The untold truth about insulin and our modern diet

May 09, 2016

It is very stylish to be concerned with the protein, fat, and carbohydrate content of our diets. This has led to a lot of articles that are confusing for us all because of the tremendous differences in their content. I hope this article simplifies the subject so that you will feel comfortable with your eating habits again.

According to scientists, primitive people ate diets that were hunted and gathered as they walked about the earth. This is known from fossils—even feces became fossilised, so we know what these people were eating: meats, fibrous vegetables (greens, asparagus,etc.), roots, and picked fruits. Scientists maintain that we have eaten this way for 100,000,000 years. Much more recent is our efforts at agriculture. Again, according to scientists, human society with organised agriculture goes back 10,000 years or so. This means that bread, rice, breakfast cereal, and other grain products are very recent additions to our diets. Beer may be the reason that primitive man even wanted to raise grains, or the desire for wine creating grape farmers.

This is important for us because of the new biochemical challenges that our bodies are being tested with.

Let’s talk about insulin. If you look in any medical textbook, there will be a section dealing with insulin and the “normal” control of blood sugar. When the blood glucose levels get too high, our bodies secrete insulin to prevent body damage from the high glucose levels by shunting the extra glucose to the fat cells. This is a good thing, but it was very uncommon in the lives of primitive people.How often did they consume large amounts of carbohydrates? Perhaps a special festival where beer or wine was consumed? Summertime when there were large amounts of ripe fruits? In our society, it is common for insulin to be secreted 4 to 6 times daily with various meals and snacks.

So what? The problem with all of this insulin secretion is that the insulin is a pro-inflammatory hormone. That’s right, secretion of insulin leads to inflammation throughout the body. So your joint pains, your headaches, your bruises, your strains—all of your pains are made worse through the secretion of insulin. This is terrible, isn’t it? Our very way of lifestyle and diet leads to increased inflammation!

This is the problem with selecting an untested lifestyle that only dates back 10,000 years: we haven’t adapted to this huge change.

If we were eating the hunter-and-gatherers’ diet, our blood sugar would rarely go high enough to require insulin secretion. For millions of years, then, we rarely secreted insulin. We ate fats, proteins, some nuts and berries, and fibrous vegetables. No insulin required.

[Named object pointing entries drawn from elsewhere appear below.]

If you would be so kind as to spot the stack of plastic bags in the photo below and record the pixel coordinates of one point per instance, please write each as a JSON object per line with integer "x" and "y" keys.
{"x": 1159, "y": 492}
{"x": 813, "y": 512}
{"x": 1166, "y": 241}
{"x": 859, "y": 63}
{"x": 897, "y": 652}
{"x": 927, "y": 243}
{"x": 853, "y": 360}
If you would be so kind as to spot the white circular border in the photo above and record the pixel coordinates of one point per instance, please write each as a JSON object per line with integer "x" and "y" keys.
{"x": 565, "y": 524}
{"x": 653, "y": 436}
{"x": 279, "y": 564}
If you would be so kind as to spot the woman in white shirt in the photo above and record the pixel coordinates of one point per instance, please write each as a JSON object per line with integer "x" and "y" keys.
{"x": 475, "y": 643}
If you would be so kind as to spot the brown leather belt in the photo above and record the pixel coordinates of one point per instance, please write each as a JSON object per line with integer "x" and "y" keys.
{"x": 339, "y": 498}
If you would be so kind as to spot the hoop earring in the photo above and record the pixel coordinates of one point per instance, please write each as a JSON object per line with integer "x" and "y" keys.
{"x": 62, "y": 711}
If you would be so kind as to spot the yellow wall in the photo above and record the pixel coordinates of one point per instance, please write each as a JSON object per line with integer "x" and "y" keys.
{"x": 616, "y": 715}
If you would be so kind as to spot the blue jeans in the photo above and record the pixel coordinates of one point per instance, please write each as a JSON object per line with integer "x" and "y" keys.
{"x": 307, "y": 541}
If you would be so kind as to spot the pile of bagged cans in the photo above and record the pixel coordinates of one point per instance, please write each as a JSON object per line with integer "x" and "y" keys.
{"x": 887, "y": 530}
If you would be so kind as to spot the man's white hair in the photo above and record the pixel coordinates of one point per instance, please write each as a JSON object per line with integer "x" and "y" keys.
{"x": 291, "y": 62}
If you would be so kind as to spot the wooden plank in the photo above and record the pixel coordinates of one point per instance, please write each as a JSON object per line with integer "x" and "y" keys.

Now we eat diets requiring insulin every meal! We have developed new diseases unknown to primitive man: diabetes, heart disease, cancer, etc. Of course, we don’t worry about starvation, sabre-tooth tigers mauling us, or being eaten by a pack of wolves, but,really we have made a lot of problems for ourselves through this10,000-year-old experiment.

When we eat too many carbohydrates, our white blood cells are less active for 4 hours—each time the blood sugar goes high. No more orange juice for colds and flus!

Remember, when we drink alcohol, juice, sugar beverages, or eat cakes, pies, pastries, bread, cookies, or breakfast cereals, then we secrete insulin.

If we have cancer cells, they have 16 times as many insulin receptors as our fat cells, so when they are present, they eat almost all of the glucose released from these dangerous foods. And our white blood cells don’t fight for a while, either.

If we don’t have cancer, then the extra glucose is turned into fat. Then, once we go without food for a while, once the glucose has run out, then our livers make glucose—at first from stored starch, and then from fat. But the metabolic shifting mechanism of the liver can be impeded through many possible ways. With this problem, the person becomes hypoglycemic and the adrenals, liver, and thyroid can become imbalanced as well.

All of these sugars also challenges our hearts—we develop cardiovascular disease. As our blood vessels get worse and worse, we develop circulatory problems (most importantly) in our hearts and brains. This leads to heart disease, circulatory problems, senility and other brain conditions, etc.

When we secrete a lot of insulin through bad lifestyle, we exhaust our insulin manufacturing plant (the pancreas) and develop Type 2 diabetes. This also promotes increased cardiovascular problems.

Are you getting the picture? Our food experiment in organised agriculture has led to most of the common forms of death in our times.

This is why I like the high protein, high fat, low carbohydrate diets that are touted with different names. Of course, we should want the grass-fed and organic animal products, moderate intake of vegetable fats, and general avoidance of simple carbohydrates. That’s enough for now. The rest will become topics for future articles.